Carl and Uthopia placed first individually and Charlotte and Valegro were fourth in the team competition. Charlotte and “Blueberry,” as she called Valegro, placed sixth in the Special and ninth in the Freestyle.
Laura and Mistral Hojris had been the top combination on the British team that won silver and individual bronze at the European Championships at home in Windsor in 2009 followed by team and two individual silver medals at the World Games in Kentucky in 2010.
Rotterdam was a changing of the guard at the top of British dressage that to then had never won an Olympic dressage medal but with the 100th anniversary of equestrian sports at the Games to be staged in London a year away.
Four months after the Europeans, Charlotte and Valegro were invited with Carl and Wie Atlantico to the World Dressage Masters in Florida, one of a lineup of a half dozen trans-Atlantic competitions each with €100,000 (US$130,000 at the time) in prize money.
Charlotte and Valegro came into the event with a Big Tour record of 16 starts with eight victories, ranked No. 5 in the world behind Carl and Uthopia and Laura and Mistral Hojris.
The West Palm Beach performance was awarded 78.648 per cent for second place in the Grand Prix behind Steffen Peters on Ravel on 81.383 per cent, a career Grand Prix personal best for the hometown favorites.
The Freestyle was won by Steffen and Ravel, the 2009 World Cup champions and double bronze medal pair at the Kentucky World Games the year before, with 83.700 per cent.
Charlotte and Valegro were scored just 0.05 per cent further back at 83.650 per cent. The two second places in Florida became part of the historic record of 12 times in the total of 61 Big Tour starts in the entire career of the pair that were not first place finishes.
The pair were not to be denied after Florida.
For the next 22 starts over 27 months, Charlotte and Valegro would not finish out of first place–the emotional and competition high of team and individual golds at the London Olympics in the summer of 2012, individual and freestyle golds and team bronze at the 2013 European Championships, the duo’s first World Cup title at Lyon, France in 2014 then individual and freestyle golds and team silver at the World Games in Normandy in 2014. And the pair were on a run at world No. 1 for 36 months.
The second American show for Charlotte and Valegro came at the final of the World Cup, the annual global championship decided by the freestyle, at Las Vegas in 2015.
Challengers included Isabell Werth who had won twice before, at this same venue on Warum Nicht in 2007 and on Fabienne in 1992; Steffen Peters on Ravel title winners at this same venue in 2009, and Edward Gal during his time on Totilas in 2010. All were on different horses.

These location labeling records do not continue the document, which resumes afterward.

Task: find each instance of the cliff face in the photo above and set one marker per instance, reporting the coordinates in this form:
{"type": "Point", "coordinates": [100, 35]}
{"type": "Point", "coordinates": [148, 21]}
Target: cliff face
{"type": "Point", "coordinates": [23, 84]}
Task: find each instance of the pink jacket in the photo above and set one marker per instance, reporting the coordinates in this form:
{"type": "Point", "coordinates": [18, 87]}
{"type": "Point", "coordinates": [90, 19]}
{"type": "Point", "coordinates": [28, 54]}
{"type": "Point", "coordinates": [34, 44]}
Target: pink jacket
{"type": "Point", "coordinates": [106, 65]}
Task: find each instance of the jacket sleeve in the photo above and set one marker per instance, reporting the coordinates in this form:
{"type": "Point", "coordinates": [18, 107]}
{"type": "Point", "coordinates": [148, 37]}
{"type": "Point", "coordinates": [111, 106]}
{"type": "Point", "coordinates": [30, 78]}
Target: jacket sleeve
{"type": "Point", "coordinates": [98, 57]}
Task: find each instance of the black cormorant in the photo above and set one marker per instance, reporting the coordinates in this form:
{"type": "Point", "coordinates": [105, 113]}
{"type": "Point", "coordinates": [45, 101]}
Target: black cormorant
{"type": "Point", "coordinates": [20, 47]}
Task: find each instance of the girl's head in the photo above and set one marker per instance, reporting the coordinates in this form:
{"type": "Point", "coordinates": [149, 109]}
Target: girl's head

Charlotte and Valegro triumphed.
Since then, the couple that have entered the pantheon of British athletic stars and recognizable around the world have won individual and freestyle golds and individual silver at the 2015 European Championships and individual gold and team silver at the 2016 Olympic Games.

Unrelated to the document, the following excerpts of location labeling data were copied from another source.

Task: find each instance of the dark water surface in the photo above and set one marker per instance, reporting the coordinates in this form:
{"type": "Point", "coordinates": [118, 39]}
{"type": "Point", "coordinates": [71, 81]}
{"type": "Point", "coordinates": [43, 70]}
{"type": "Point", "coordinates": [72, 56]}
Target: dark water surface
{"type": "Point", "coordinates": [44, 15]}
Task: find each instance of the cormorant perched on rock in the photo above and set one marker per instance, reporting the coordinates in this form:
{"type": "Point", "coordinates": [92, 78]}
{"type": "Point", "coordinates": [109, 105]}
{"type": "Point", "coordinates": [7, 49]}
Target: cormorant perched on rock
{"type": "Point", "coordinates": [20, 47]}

Valegro’s competition career with Charlotte as rider will ve over later this year.
“Blueberry” and Charlotte, 31 years old, will give an exhibition this weekend in Central Park in the heart of one of the world’s great capitals in a tribute before an audience appreciating one of the greatest horses.
The farewell by Valegro at 14 years of age will be, aptly, at the Olympia Christmas show in London.